Among the participants were members and leaders of various Christian and Muslim groups in Lanao del Norte, Zamboanga, and the National Capital Region. Ako Bakwit, Arnold Janssen Catholic Mission Foundation, Inc, Group of Women Advocates for Peace in the Archipelago (GWAPA), and the United Church of Christ in the Philippines (UCCP) were among the groups represented in the two-day activity. Teachers of Islamic Studies and Arabic Language from Marawi City and Cotabato City also participated.
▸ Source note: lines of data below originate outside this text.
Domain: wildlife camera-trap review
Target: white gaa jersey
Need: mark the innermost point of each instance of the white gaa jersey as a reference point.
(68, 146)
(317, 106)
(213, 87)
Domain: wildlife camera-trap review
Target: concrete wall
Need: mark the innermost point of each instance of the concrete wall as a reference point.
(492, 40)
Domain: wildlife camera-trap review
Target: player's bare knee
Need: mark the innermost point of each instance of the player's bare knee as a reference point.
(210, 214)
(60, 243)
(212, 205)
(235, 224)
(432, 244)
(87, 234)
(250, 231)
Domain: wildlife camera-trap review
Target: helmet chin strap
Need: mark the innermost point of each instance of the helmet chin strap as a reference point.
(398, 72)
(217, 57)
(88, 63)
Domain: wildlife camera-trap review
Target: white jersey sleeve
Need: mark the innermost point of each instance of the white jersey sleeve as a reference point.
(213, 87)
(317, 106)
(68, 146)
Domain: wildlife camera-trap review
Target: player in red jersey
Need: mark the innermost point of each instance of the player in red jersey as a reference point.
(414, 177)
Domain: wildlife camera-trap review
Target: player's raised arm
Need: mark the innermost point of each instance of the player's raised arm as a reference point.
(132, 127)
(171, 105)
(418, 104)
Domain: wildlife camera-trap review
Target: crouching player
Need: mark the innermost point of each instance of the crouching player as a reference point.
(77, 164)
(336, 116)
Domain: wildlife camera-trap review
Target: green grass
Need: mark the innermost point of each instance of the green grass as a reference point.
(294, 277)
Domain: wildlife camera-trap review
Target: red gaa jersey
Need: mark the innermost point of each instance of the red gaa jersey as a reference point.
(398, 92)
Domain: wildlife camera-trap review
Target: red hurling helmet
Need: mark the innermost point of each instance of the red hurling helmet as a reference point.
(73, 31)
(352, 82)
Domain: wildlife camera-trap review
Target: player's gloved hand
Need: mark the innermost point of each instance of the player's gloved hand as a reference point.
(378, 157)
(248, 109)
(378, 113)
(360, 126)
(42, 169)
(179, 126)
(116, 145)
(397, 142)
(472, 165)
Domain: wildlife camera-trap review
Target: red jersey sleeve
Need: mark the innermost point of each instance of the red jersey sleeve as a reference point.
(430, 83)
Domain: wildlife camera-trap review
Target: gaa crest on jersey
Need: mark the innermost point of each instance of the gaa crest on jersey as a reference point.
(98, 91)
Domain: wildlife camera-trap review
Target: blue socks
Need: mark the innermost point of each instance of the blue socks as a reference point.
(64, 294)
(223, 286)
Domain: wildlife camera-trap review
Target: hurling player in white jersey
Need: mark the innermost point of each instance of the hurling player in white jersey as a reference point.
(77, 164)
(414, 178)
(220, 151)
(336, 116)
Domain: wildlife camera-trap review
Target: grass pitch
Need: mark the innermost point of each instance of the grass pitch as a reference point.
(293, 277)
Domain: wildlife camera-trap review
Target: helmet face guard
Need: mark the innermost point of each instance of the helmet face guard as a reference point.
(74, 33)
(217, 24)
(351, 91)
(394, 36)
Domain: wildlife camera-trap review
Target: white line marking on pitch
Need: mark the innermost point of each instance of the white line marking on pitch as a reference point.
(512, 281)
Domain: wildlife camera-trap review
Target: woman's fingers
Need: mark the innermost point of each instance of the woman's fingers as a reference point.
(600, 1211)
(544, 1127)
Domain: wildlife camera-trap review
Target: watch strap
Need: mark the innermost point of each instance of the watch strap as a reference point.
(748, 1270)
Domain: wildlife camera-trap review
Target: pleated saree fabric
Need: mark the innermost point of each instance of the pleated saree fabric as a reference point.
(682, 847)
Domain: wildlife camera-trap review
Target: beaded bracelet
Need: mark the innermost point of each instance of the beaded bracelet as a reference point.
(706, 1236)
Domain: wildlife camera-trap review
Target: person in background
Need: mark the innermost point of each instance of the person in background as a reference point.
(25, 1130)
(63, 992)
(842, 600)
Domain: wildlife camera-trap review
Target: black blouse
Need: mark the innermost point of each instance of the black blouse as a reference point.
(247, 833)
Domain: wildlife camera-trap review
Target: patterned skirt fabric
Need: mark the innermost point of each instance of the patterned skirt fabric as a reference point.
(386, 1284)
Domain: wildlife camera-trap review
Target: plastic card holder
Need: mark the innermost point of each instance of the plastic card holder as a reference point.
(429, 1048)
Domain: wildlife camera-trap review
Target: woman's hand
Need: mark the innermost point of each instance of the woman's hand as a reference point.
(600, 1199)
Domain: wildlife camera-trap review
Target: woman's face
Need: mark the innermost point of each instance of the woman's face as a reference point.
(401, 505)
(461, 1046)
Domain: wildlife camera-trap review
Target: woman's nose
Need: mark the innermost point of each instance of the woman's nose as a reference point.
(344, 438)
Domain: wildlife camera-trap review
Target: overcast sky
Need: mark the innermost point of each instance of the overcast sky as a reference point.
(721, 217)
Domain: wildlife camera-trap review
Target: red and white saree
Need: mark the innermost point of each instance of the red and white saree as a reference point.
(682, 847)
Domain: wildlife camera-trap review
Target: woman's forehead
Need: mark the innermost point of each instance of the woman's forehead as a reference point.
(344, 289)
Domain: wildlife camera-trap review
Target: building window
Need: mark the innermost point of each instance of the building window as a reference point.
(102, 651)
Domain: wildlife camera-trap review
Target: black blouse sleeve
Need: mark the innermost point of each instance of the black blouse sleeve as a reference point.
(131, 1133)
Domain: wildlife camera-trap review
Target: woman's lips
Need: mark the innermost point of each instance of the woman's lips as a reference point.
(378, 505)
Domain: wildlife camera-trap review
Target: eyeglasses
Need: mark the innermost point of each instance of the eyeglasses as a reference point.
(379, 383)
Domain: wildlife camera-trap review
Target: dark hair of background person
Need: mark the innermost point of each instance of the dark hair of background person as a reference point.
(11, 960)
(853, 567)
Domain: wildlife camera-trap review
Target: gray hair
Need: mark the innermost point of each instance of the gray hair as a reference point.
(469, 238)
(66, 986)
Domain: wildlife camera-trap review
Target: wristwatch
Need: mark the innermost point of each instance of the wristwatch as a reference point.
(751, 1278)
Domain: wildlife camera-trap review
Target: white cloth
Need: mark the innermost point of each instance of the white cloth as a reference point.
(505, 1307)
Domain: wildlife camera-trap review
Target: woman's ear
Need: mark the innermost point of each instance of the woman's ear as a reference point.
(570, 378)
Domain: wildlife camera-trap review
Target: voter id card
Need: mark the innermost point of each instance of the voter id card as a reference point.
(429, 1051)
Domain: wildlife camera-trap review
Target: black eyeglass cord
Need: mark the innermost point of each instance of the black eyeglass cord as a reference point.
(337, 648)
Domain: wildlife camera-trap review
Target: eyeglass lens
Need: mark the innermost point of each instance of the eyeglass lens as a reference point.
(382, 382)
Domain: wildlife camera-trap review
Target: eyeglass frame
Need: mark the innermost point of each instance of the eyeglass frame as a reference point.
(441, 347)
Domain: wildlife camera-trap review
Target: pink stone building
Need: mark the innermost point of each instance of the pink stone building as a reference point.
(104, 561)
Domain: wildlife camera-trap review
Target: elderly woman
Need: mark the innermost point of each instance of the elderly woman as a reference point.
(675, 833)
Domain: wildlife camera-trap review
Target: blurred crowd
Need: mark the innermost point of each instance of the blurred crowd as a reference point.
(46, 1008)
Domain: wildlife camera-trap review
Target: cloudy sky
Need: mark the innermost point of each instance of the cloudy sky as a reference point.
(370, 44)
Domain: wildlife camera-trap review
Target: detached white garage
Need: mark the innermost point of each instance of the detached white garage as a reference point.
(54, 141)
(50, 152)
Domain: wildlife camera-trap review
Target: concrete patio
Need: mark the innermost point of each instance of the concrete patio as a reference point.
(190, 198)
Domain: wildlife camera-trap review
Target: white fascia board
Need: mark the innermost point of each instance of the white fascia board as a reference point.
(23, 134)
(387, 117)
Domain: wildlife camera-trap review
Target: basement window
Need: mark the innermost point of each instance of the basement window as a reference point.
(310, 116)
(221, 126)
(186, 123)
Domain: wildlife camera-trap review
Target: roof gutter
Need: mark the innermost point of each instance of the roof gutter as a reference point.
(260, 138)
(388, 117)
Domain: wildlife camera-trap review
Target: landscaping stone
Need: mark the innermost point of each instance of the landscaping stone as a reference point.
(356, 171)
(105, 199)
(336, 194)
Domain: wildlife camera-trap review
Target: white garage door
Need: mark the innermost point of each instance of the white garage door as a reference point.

“Religion plays a vital role towards attaining peace… walang kapayapaan kung hindi nagkakaintindihan ang bawat tao na may iba’t ibang paniniwala (there is no peace when there is no understanding between and among people of different faith groups),” participant Nazh-Far Berganio, Founder and President of Ako Bakwit said. “We coexist because we want [peace],” he emphasized.

Reflecting on how the tool can be applied concretely, Venjohn Nuñez, president of the board of directors of ILAW Shared Community, Inc [a civil society organization in Iligan City] shared that “hindi pala pwedeng bitawan ang [aming activities on] policy advocacy and legislative agenda dahil pwede [kaming] maging connector. [Pwede kaming] marinig ng LGU to create a city ordinance on peacebuilding na sensitive in making and keeping peace (We should not terminate our activities on policy advocacy and legislative agenda because, through this, we can be connectors. We can be heard by the LGU [local government units] in creating a city ordinance on peacebuilding that is sensitive to making and keeping peace). “

“The impact of Do No Harm is life transformation. [It is] the transformation of one’s heart,” Prof Jayeel Cornelio, professor in the DS Program and academic lead for the Philippines, emphasized during his closing remarks. Highlighting the important role of faith in community work, Cornelio challenged, “para saan pang may paniniwala tayo kung hindi naman tayo nakikipag-kapwa tao (What is the point of our faith if we do not use it to build genuine human connections)?”

The workshop’s conclusion marked the beginning of a ten-month documentation of the participants’ community programs, part of a three-country action research project about faith actors and peacebuilding. The project is funded by The British Academy under the Knowledge Frontiers scheme. Together with Ateneo de Manila University in this study are the University of Leeds (United Kingdom), the University of Peradeniya (Sri Lanka), Rema Burundi (Burundi), World Vision Lanka, World Vision Burundi, World Vision Philippines, and the Joint Learning Initiative on Faith and Local Communities.